Approaches to Protect and Maintain Healthcare Services in Armed Conflict – Meeting SDG 3 and 16

Time: Wednesday, 29 November 2017 09:00-12:30
Place: Tøyen hovedgård, Oslo Botanical Gardens

Approaches to Protect and Maintain Healthcare Services in Armed Conflict – Meeting SDG 3 and 16
Photo: DFID - UK Department for International Development

This seminar will expose the dramatic gap between health needs and health capacity in conflict-affected settings and highlight the need to better protect the healthcare system and keep it running during periods of conflict. Recommendations for data collection and research that can provide an informed basis for new approaches and their implementation will be presented.
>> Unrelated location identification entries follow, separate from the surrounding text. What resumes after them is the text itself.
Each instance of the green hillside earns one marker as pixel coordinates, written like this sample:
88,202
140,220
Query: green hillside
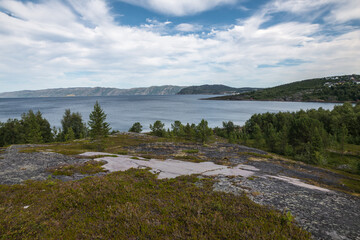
214,89
328,89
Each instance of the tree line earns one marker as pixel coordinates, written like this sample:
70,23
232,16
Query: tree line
34,128
304,135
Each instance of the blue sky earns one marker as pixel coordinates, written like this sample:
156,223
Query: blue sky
139,43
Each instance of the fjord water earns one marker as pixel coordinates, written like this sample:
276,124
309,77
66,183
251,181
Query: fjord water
123,111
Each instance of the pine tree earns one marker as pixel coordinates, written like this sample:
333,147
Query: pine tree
98,126
203,132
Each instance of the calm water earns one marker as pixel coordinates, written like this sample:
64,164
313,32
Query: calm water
123,111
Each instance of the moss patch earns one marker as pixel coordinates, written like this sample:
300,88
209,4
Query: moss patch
90,167
135,205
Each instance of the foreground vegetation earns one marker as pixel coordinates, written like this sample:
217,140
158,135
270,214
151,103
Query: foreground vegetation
33,128
136,205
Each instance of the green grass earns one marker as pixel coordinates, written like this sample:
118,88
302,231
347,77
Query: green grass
189,158
114,144
345,162
256,154
136,205
90,167
191,151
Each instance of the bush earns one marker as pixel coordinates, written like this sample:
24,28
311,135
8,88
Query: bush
136,127
158,129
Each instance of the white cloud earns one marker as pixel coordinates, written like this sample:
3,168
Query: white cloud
179,7
346,11
81,45
187,27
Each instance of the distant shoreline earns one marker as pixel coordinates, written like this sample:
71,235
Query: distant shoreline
273,100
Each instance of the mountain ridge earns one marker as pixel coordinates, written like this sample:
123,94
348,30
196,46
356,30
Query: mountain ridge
327,89
214,89
93,91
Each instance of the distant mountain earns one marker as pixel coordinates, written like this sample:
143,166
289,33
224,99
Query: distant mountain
214,89
96,91
327,89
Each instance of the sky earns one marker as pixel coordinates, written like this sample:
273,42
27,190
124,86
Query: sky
141,43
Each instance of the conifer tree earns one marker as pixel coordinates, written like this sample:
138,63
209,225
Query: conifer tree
98,126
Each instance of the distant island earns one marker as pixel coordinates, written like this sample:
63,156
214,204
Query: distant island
215,89
328,89
100,91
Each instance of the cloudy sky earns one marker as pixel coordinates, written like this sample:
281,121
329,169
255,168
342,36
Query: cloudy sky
137,43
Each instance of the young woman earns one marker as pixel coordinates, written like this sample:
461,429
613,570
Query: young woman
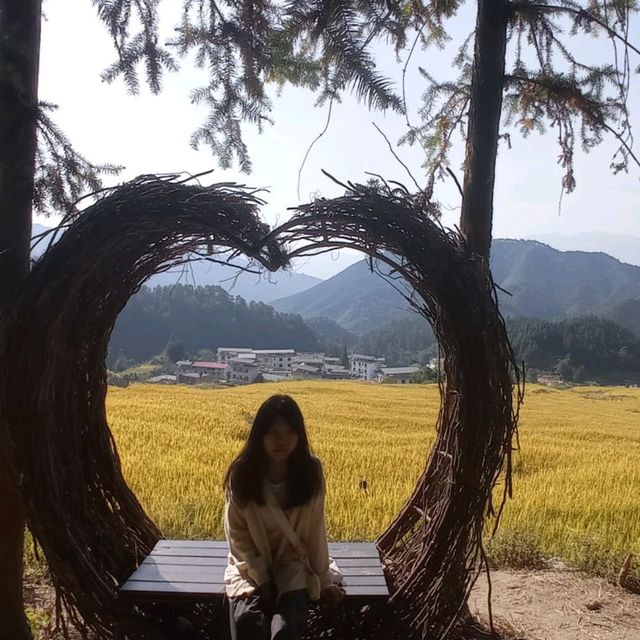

The Norwegian Red Cross, the Centre for Global Health (CGH) at the University of Oslo and the Peace Research Institute Oslo (PRIO) invite you to a seminar exploring healthcare services in areas of armed conflict. Armed conflict and other situations of violence are major challenges to sustainable development, including their impact on access to and delivery of quality healthcare services. 

Healthcare services in these regions are exposed to attacks and are extremely under-resourced. As a result, millions of people have no access to healthcare at all and the effects of a collapsed healthcare system often long outlive the conflict itself by many years. In this regard, two Sustainable Development Goals overlap: SDG3 and SDG16.

New approaches are needed to better protect impartial healthcare services and ensure an informed engagement of development actors, not just after the conflict, but also during conflict so that the healthcare system continues to function when it is needed the most and will not need to be rebuilt from scratch once the conflict is over.

Recently, some states and development institutions have moved towards new ways of thinking, but in order to develop contextualized and effective approaches to protect healthcare services while simultaneously keeping the healthcare system running in conflict areas, more data and information are needed at the national and regional levels.